O palestrante afirmou que, por meio da ajuda da tecnologia de softwares, já é possível avaliar os impactos do aumento de concentração de CO2 na atmosfera. Segundo o pesquisador, que já realizou esses cálculos, se os cientistas puderem recuperar todo o ecossistema degradado do planeta, será possível termos uma recuperação de 0,4 graus Celsius na temperatura global. “Podemos operar os ecossistemas para que se evite o acúmulo de carbono e se aumente a fertilidade. Se pudermos trabalhar coletivamente, conseguimos alterar este quadro negativo. Este é um debate que passa pelo pensamento da permanência de vida na Terra”, alertou o biólogo.
O pesquisador lembrou que todos os problemas ambientais impactam a biodiversidade: o ciclo de nitrogênio global, o ciclo carbônico global, a mudança climática. Mas, no final de tudo, a perda da biodiversidade é a maior de todas. “E vocês têm aqui no Brasil a maior de todas elas. Eu diria que 15% da biodiversidade terrestre do mundo está na Amazônia”, enfatizou Lovejoy, mostrando o quanto é urgente o país proteger a região.
Para o biólogo, a maneira mais eficaz de fazer com que o desenvolvimento econômico no mundo seja sustentável é por meio da criação de um imposto para as emissões de carbono. “Quando se coloca um imposto, uma medida econômica, você encoraja o comportamento correto. Não significa que você tenha que aumentar impostos de todos, mas sim devolver essas receitas na forma de um fundo para a proteção da biodiversidade”, sugeriu ele.
“Qualquer economista que olhar para esse problema vai saber que essa é a melhor maneira de resolvê-lo”, acrescentou. “Se acharmos uma maneira de reverter as emissões de CO2 em benefício para a população podemos ter uma mudança séria e bastante rápida com relação ao aumento das emissões”, defendeu Lovejoy.
O pesquisador salientou, no entanto, que o imposto relativo às emissões de carbono, apenas, não resolveria esse desafio. Para ele, é preciso que haja uma série de leis, incentivos e penalizações. “Qual é o valor da natureza? A natureza não tem um valor reconhecido. Não estou falando apenas de leis, impostos e incentivos e, sim, sobre o conhecimento humano. O que pode ser feito para encorajar esse conhecimento? Que soluções podem ser oferecidas para que possamos valorizar a natureza?”, questionou o biólogo.

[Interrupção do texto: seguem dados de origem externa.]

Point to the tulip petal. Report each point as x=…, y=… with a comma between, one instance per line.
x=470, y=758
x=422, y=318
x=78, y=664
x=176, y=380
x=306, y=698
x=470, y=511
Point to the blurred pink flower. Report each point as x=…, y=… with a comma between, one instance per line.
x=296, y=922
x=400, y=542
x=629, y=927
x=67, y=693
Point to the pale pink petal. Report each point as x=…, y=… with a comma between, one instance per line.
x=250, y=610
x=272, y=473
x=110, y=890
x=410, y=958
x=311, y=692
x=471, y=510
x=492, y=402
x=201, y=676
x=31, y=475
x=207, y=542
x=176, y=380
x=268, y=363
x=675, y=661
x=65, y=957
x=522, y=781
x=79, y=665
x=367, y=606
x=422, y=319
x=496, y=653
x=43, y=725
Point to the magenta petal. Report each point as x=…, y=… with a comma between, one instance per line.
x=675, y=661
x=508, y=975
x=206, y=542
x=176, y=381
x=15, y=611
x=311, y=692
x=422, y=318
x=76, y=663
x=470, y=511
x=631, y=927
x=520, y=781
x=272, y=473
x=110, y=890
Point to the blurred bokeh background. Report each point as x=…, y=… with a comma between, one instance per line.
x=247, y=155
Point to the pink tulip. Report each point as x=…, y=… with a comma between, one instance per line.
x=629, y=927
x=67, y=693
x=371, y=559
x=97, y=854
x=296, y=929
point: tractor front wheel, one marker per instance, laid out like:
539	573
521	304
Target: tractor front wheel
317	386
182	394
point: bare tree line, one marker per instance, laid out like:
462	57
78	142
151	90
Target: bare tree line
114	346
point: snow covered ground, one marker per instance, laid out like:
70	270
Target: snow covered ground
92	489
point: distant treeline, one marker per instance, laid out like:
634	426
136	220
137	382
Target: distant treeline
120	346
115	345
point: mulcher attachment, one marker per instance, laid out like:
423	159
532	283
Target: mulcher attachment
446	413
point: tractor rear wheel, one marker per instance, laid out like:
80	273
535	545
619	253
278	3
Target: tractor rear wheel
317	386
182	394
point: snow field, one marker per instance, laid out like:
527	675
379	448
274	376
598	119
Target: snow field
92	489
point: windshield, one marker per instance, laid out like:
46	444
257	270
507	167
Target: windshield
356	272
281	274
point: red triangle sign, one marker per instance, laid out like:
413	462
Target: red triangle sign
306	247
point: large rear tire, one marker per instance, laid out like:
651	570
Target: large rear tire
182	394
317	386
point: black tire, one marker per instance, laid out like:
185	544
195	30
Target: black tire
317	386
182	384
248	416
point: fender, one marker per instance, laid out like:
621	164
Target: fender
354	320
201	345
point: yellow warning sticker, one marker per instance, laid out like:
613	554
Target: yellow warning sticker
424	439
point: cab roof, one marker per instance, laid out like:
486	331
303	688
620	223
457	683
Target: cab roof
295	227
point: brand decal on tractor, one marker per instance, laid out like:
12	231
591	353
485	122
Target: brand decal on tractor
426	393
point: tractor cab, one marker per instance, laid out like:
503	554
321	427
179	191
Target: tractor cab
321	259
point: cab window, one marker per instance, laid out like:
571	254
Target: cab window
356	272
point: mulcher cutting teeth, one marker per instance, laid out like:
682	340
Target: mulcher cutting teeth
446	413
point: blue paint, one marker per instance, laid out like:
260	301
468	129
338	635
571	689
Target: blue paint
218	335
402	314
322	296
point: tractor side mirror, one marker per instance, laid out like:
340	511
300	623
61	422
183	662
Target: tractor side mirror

Para ilustrar, o palestrante contou que numa determinada área em Nova Iorque foi identificado que, com passar dos anos, a qualidade da água da região havia se deteriorado, em função do crescimento urbano. Foram sugeridos projetos de alto custo para reverter tal situação, até que alguém teve a ideia de iniciar um projeto de recuperação da vegetação das nascentes. “O projeto custou 10% do planejamento inicial para o tratamento de água. O que estava faltando era a consciência das pessoas a respeito de onde vinha aquela água que os abastecia. Tenho o sonho de chegar em Nova Iorque e perguntar a uma pessoa comum se ela já agradeceu a água que ela tem hoje, ou se ela já agradeceu a quem trata da água reutilizada”, afirmou Lovejoy, convocando a plateia a pensar mais sobre a natureza e a colocar os jovens em contato com ela.
“A educação é a principal ferramenta para a preservação da biodiversidade. Eu acho realmente importante que as pessoas tenham contato com a natureza desde bastante cedo. Isso foi perdido em parte com a tecnologia, porque temos os celulares na mão e deixamos que a tecnologia ocupe todo o espaço. É importante que os jovens tenham mais contato com a natureza e criem uma consciência da sua importância”, concluiu.
O Simpósio Preparatório Brasil/França sobre Biodiversidade é coordenado pelos Acadêmicos Adalberto Luis Val e Vivaldo Moura Neto (ao lado). O encontro visa promover o debate sobre temas de relevância na área da biodiversidade e que servirão de preparação para as discussões propostas para o Simpósio Brasil/França sobre Biodiversidade, previsto para acontecer no início de 2018.